Steven Levy’s piece, “Crypto Rebels,” handily documents the genesis of the Cypherpunk movement, starting almost two decades earlier in 1975, when Whitfield Diffie led the creation of public-key cryptography alongside Martin Hellman and Ralph Merkle.

Until then, the US government codebreakers had dominated cryptography through the National Security Agency (NSA). Cryptographic tools were considered weapons under the Arms Regulation law, “right alongside tanks and bomber planes,” Levy wrote.

The act of giving regular citizens access to “military-grade” privacy tech like public-key cryptography — which would allow information to be stored trustlessly and sent securely over unsecure networks — was then a brave act of defiance for personal liberty. A fight against government tyranny.

Public-key cryptography would go on to be a cornerstone of the modern internet, protecting emails, bank accounts, website interactions, many other online matters, and, of course, everyone’s bitcoin.

Or as late The Codebreakers author David Kahn wrote, public-key cryptography was the “most revolutionary new concept in the field since…the Renaissance.” 

Satoshi, is that you?

Around the same time, MIT scientists Rivest, Shamir and Adleman developed a separate public-key method, RSA, which had far greater potential than the government-created Data Encryption Standard, which didn’t use public keys at all.

WIRED’s article also detailed the plight of cryptographer Phil Zimmermann in the wake of his invention of Pretty Good Privacy (PGP) — a mighty, free alternative to RSA that utilized RSA patented technology without permission.

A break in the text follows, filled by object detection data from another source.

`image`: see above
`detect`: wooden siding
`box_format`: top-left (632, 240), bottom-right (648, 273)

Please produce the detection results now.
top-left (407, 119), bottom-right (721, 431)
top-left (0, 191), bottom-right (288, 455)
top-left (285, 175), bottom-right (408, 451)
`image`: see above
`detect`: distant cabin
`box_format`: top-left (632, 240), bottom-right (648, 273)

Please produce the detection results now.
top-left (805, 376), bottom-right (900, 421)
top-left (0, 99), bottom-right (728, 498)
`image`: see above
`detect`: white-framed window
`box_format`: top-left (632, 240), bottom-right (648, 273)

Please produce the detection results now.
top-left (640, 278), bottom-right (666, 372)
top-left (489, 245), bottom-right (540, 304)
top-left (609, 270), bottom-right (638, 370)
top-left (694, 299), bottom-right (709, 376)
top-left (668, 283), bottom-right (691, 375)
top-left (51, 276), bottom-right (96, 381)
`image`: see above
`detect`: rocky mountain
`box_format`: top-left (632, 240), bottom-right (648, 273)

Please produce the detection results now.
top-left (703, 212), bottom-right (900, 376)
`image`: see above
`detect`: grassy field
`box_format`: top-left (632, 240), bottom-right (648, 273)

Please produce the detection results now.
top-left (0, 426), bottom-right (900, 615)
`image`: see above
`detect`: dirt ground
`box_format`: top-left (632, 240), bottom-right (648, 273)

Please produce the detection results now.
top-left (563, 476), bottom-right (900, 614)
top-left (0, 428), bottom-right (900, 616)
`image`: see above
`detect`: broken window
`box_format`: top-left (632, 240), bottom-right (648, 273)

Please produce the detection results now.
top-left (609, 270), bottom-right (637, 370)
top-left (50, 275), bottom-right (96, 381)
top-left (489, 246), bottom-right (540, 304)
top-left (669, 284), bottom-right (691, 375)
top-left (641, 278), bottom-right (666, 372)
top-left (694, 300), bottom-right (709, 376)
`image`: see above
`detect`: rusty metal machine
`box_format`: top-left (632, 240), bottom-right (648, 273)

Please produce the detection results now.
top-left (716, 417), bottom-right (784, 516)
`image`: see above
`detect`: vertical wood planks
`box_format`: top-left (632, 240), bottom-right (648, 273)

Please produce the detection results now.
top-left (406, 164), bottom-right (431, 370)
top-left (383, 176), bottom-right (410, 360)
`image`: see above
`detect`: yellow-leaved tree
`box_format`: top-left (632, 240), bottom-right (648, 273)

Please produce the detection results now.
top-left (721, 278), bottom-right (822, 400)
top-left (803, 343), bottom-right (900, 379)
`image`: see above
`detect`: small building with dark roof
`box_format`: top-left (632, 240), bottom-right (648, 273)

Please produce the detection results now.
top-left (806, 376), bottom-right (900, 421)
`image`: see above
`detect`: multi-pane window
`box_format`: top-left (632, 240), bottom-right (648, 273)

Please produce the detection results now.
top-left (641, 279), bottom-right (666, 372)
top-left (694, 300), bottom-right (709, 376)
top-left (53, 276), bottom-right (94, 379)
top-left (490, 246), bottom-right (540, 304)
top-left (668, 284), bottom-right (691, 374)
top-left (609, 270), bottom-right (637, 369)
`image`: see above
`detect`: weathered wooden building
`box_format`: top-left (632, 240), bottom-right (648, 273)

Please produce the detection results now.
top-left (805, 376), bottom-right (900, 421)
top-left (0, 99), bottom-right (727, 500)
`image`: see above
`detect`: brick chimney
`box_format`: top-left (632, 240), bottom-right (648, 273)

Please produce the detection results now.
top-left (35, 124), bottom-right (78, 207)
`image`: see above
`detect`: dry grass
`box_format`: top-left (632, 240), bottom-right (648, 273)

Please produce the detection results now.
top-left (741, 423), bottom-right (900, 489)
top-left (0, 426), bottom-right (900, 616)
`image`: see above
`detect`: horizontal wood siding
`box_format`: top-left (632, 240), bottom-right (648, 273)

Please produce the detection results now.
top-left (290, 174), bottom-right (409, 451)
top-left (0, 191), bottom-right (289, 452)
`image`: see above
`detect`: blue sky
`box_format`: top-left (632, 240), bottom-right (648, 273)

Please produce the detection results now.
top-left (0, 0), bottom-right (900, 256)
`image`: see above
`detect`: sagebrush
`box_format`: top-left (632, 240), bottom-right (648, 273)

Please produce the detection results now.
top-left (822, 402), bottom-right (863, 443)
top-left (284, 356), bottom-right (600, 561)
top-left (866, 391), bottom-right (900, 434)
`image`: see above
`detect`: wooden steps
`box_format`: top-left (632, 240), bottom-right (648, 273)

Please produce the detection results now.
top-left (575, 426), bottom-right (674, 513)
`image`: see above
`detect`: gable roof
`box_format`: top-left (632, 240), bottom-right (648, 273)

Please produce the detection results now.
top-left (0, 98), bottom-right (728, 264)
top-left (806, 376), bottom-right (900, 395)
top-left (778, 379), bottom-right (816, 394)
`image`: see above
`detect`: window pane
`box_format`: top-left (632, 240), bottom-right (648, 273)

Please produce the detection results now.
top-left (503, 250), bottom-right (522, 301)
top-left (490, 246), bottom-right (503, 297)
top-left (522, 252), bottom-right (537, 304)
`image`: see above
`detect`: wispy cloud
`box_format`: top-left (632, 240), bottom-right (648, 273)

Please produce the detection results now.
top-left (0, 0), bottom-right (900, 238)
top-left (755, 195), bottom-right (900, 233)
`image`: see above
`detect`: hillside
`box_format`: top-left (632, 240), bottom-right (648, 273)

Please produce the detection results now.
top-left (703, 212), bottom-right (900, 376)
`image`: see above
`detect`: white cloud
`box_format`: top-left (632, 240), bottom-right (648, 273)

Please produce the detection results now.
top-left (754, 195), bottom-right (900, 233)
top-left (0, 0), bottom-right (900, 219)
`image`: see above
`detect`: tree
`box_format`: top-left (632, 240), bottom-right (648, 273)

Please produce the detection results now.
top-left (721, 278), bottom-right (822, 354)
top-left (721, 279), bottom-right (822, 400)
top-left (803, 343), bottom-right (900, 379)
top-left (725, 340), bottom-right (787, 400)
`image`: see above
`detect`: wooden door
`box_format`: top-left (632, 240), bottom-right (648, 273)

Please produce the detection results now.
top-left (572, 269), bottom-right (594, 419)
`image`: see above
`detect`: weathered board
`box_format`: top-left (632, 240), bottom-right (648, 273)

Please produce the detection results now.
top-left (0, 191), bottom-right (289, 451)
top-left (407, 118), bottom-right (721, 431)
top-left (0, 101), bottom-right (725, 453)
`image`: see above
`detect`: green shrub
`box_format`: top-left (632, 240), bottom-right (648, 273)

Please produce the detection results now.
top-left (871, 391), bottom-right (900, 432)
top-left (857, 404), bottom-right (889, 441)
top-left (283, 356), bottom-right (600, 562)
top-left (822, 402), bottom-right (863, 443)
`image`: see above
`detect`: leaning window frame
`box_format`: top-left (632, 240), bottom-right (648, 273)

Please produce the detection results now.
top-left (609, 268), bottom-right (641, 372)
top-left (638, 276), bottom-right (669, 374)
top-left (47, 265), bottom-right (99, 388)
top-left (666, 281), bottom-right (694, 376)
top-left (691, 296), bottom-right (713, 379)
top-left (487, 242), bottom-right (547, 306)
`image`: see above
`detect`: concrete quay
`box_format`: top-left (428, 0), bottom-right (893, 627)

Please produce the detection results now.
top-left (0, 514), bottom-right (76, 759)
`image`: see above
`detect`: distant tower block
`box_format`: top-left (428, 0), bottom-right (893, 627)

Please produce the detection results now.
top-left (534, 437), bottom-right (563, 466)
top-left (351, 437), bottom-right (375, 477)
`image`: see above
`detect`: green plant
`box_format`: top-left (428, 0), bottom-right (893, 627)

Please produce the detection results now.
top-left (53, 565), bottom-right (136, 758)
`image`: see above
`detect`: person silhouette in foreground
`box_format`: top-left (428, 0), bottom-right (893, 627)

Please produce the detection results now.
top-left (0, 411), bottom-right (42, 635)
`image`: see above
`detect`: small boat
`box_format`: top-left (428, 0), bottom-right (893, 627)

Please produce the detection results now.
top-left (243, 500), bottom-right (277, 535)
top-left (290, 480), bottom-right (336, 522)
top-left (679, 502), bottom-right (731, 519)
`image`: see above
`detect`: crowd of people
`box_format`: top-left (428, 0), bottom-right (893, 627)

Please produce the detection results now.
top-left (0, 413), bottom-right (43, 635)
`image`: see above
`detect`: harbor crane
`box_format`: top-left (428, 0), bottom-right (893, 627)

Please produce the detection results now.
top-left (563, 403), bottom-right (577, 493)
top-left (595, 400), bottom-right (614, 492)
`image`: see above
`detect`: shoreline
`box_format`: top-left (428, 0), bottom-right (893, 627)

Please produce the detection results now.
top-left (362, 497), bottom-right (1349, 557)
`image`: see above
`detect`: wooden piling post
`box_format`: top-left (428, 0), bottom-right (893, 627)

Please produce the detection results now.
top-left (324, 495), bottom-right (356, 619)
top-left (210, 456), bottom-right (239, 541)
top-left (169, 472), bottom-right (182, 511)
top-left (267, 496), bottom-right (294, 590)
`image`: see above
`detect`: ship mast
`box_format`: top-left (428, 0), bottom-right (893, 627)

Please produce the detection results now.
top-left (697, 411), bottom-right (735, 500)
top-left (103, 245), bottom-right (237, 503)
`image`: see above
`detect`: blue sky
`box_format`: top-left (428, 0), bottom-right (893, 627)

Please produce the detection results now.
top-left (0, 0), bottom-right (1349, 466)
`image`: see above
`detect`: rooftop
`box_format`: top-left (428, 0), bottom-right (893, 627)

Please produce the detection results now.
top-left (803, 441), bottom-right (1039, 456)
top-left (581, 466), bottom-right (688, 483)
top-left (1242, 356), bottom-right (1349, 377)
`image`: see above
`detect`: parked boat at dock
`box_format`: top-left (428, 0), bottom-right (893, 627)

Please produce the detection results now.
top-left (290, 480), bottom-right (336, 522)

Zimmermann went to great lengths to build PGP, missing five mortgage payments and “coming within an inch” of losing his home. But he wasn’t selling the software — he simply released it into the wild (internet bulletin boards), “like thousands of dandelion seeds blowing in the wind,” he wrote.

Still, the US government made Zimmermann the target of a criminal investigation for munitions export without a license, which was still ongoing at the time of WIRED’s piece. 

Two years later, Zimmermann published the entire PGP source code in a hardback book released by MIT Press — allowing anyone in the world to build their own privacy tech all by themselves. 

Exporting books is a First Amendment right that should trump any restrictions on the exportation of cryptographic software. The investigation was eventually closed and the Feds brought no charges.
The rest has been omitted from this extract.